São inúmeros os equívocos do colunista da revista Bula, primeiro porque nomeia o pensamento freiriano de método, segundo, porque ignora a importância que tem este pensador no mundo e terceiro, porque banaliza completamente os caminhos percorridos no processo de alfabetização. Qualquer educador sabe o quanto é complexo alfabetizar, ação que leva tempo e exige rigorosidade e planejamento. Para Ademir, bastou deixar algumas revistas da Turma da Monica soltas por aí que foi suficiente não somente para ensinar crianças a lerem, como despertou-as para que hoje se mostrem mais atentas a essa teimosa diversidade que insiste em aparecer.

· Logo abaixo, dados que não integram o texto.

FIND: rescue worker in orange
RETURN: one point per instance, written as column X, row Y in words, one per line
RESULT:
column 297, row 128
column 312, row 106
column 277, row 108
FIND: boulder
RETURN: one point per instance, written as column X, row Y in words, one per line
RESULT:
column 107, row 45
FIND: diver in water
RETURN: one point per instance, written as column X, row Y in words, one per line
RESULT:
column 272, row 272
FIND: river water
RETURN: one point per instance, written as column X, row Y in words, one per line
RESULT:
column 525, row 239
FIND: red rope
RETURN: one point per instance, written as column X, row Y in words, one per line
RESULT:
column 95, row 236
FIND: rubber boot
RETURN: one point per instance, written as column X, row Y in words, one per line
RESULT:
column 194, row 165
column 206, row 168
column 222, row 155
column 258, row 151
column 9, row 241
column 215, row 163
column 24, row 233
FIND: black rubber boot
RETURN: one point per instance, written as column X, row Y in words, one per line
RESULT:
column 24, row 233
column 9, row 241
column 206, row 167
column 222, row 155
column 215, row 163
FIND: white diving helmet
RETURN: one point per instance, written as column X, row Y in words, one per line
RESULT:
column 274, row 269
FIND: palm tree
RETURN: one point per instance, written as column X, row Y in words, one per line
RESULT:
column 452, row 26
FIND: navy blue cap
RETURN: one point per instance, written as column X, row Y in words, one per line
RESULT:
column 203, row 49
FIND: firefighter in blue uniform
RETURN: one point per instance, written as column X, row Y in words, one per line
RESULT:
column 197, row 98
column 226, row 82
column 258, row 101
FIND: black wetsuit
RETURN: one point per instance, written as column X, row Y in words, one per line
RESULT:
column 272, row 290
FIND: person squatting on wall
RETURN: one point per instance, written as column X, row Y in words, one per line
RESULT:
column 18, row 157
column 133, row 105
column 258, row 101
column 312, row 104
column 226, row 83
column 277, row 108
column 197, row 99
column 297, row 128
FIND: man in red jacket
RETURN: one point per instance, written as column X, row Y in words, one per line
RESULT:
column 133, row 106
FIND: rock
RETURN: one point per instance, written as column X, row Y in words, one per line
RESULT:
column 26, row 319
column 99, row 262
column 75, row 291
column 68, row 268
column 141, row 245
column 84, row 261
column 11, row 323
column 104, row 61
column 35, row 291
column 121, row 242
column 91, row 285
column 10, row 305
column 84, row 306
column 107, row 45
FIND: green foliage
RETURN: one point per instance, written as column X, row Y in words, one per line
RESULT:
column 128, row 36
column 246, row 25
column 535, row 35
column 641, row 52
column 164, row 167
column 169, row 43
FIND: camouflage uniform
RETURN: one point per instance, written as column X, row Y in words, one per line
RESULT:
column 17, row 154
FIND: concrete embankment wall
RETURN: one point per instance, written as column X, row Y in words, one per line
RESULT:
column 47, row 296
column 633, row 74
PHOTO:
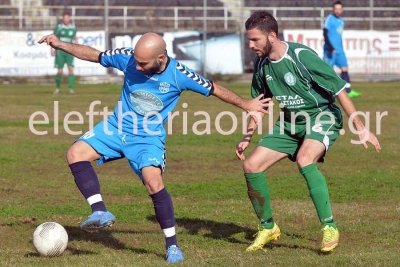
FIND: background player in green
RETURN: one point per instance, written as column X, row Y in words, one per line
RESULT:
column 66, row 32
column 306, row 88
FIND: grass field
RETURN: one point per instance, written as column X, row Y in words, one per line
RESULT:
column 215, row 220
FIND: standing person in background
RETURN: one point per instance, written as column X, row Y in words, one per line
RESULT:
column 66, row 32
column 334, row 54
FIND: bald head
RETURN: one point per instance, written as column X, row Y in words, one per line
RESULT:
column 150, row 45
column 150, row 54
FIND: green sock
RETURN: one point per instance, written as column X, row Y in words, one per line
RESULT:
column 319, row 193
column 58, row 81
column 258, row 191
column 71, row 81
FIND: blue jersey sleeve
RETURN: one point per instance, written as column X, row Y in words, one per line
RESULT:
column 328, row 22
column 188, row 79
column 117, row 58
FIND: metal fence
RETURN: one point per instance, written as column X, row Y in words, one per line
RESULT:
column 183, row 17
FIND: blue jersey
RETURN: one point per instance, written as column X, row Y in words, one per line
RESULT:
column 335, row 27
column 147, row 100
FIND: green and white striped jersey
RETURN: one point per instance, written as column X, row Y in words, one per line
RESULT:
column 300, row 81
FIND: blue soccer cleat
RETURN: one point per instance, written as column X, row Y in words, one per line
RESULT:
column 98, row 220
column 174, row 254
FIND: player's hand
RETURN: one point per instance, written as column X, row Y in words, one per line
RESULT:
column 241, row 147
column 366, row 136
column 51, row 40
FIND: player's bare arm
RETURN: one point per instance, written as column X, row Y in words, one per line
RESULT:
column 364, row 134
column 256, row 104
column 245, row 142
column 80, row 51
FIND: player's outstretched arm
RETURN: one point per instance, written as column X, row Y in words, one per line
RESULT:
column 254, row 105
column 363, row 133
column 80, row 51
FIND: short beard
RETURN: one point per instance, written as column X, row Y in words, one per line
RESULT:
column 156, row 68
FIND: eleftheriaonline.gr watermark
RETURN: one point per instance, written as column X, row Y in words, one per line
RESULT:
column 202, row 125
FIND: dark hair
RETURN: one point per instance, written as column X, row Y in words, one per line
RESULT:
column 263, row 21
column 337, row 3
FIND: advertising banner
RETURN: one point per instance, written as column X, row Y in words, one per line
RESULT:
column 374, row 52
column 21, row 55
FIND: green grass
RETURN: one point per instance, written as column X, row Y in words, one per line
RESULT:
column 215, row 220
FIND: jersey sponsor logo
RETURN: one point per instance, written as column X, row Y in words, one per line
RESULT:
column 151, row 77
column 290, row 79
column 291, row 101
column 268, row 78
column 145, row 102
column 164, row 87
column 153, row 159
column 317, row 128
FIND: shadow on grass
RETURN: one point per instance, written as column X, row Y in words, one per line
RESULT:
column 226, row 231
column 104, row 237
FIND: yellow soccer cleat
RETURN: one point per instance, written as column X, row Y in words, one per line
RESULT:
column 264, row 236
column 330, row 240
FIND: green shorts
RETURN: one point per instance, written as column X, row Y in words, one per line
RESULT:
column 287, row 138
column 63, row 58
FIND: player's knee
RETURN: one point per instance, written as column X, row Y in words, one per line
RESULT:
column 71, row 155
column 303, row 160
column 154, row 185
column 79, row 152
column 249, row 166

Para Ademir Luiz foi inócua essa tentativa dos setores progressistas em querer mudar os rumos das histórias de Maurício de Sousa, sugerindo que ele inserisse conteúdos como as pautas identitárias em seu texto. Ademir Luiz felicita Maurício de Sousa pelo fato dele não ter colocado um Papa Capim demarcador de terras indígenas, um Jeremias defensor da igualdade racial ou a Mônica como personagem lutadora da igualdade social.

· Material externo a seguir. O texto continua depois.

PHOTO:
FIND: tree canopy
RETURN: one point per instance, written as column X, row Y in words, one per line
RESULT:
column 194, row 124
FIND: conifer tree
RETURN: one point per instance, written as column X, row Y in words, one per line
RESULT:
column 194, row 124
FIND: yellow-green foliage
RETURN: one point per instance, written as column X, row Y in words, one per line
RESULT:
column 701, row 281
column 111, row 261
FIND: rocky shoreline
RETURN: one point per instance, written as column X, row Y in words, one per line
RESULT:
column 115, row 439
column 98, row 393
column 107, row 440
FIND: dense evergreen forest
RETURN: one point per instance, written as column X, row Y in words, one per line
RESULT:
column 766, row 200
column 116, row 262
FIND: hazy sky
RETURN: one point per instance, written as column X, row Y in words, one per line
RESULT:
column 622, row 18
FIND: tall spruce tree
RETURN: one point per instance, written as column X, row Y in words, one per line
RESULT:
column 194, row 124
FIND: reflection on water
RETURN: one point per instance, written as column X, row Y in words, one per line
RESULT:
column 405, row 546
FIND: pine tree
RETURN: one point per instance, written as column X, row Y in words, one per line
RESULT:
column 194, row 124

Encontramos fácil outros erros na matéria de Ademir, como relacionar o problema da educação a Paulo Freire e reforçar o estigma de que são de má qualidade as escolas públicas do Brasil. Sabemos que o problema educacional no país está relacionado a democratização do acesso ao ensino e muito mais pautado na desigualdade social que propriamente nas escolas públicas, apesar de sabermos o quanto as escolas também acabam por refletir em seu cotidiano a desigualdade. Ainda assim, ao contrário do que defende o colunista, as escolas são hoje, um dos principais equipamentos existentes para a classe popular. Reforçar o estigma da escola como ruim em nada ajuda a elevar a qualidade da educação, apenas reforça o falso conceito de que tudo que é público é ruim.

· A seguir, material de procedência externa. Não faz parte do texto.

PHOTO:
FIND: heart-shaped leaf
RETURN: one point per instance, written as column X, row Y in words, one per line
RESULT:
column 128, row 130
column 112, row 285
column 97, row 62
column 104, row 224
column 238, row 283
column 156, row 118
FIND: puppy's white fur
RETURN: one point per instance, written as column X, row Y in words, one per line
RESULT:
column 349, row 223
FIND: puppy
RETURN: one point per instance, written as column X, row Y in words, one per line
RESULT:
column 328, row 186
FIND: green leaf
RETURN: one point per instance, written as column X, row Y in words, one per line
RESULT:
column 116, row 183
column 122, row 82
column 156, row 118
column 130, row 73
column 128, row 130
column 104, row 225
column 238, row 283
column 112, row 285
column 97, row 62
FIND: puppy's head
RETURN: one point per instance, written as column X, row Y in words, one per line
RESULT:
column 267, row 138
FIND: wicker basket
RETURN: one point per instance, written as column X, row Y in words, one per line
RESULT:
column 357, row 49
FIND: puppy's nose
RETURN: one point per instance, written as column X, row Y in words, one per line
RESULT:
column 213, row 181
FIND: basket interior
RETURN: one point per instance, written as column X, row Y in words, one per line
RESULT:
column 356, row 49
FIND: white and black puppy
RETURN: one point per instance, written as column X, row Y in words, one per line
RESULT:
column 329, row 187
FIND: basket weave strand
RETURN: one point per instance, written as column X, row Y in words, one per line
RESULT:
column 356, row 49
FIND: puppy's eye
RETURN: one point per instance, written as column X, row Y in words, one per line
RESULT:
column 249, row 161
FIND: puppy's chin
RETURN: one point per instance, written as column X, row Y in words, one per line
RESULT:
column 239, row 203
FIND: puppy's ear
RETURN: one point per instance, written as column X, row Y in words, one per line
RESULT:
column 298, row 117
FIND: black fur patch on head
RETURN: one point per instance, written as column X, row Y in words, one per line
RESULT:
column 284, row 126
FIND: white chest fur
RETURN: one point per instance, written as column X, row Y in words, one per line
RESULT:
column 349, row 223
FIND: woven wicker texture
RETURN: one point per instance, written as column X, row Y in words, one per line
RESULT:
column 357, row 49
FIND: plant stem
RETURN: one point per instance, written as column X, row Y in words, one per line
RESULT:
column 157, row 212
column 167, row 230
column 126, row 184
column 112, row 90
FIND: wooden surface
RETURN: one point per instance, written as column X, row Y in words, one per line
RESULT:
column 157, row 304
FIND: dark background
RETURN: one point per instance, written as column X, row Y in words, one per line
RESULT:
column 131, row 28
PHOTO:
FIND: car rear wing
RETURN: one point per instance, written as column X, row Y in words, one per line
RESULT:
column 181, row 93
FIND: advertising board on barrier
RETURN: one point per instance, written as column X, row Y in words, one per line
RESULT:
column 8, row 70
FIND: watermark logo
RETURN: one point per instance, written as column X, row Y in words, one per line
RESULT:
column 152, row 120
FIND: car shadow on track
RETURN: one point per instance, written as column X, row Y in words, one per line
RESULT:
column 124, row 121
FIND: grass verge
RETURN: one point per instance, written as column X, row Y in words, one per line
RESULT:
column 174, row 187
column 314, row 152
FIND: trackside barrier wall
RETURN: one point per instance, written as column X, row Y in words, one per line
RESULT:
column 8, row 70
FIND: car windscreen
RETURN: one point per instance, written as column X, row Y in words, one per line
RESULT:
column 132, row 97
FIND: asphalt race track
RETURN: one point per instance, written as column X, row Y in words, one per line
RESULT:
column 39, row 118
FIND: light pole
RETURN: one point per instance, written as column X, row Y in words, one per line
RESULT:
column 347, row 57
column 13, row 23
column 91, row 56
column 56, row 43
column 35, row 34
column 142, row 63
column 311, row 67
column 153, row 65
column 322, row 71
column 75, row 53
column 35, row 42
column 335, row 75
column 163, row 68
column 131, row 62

Que pensamento é este que Ademir Luiz tenta difundir? Basta lermos qualquer uma das obras de Paulo Freire para sabermos que os argumentos do colunista não se fundamentam em verdades. Como exemplo, tomemos alguns capítulos de um dos livros mais citados no mundo, Pedagogia da Autonomia em que Freire destaca os pontos necessários a quem pretende ser professor, entre eles que ensinar exige rigorosidade metódica, pesquisa, respeito aos saberes dos educandos, criticidade, ética, estética, risco, aceitação do novo, rejeição a qualquer forma de discriminação, reconhecimento e assunção da identidade cultural, consciência do ser inacabado que somos, reconhecimento de nossos condicionantes, respeito a autonomia dos educandos, curiosidade, alegria, esperança, generosidade, comprometimento, liberdade, autoridade, saber escutar, disponibilidade para o diálogo e querer bem aos educandos. Que pessoa que ama seu país e seu povo teria interesse em desmerecer um educador como Paulo Freire? Fiquemos atentos a leituras como essa de Ademir Luiz, ele segue um dos princípios apontados pela professora Sylvia Iasulaitis da Universidade Federal de São Carlos na produção de Fake News. Ademir escreve com o propósito de ser convincente e segue a linha da desconstrução da reputação de conceitos e pessoas que buscam o olhar crítico da realidade. Não sabemos exatamente quem está por trás deste viés de concepção, uma única certeza temos, não é a favor de pessoas que pensam de forma livre e crítica e que defendem uma sociedade mais justa e plural. Viva a educação brasileira, viva os professores brasileiros e viva Paulo Freire!

Texto produzido para a Rádio 9 de Julho, veiculado em 20/02/19 em áudio/comentário.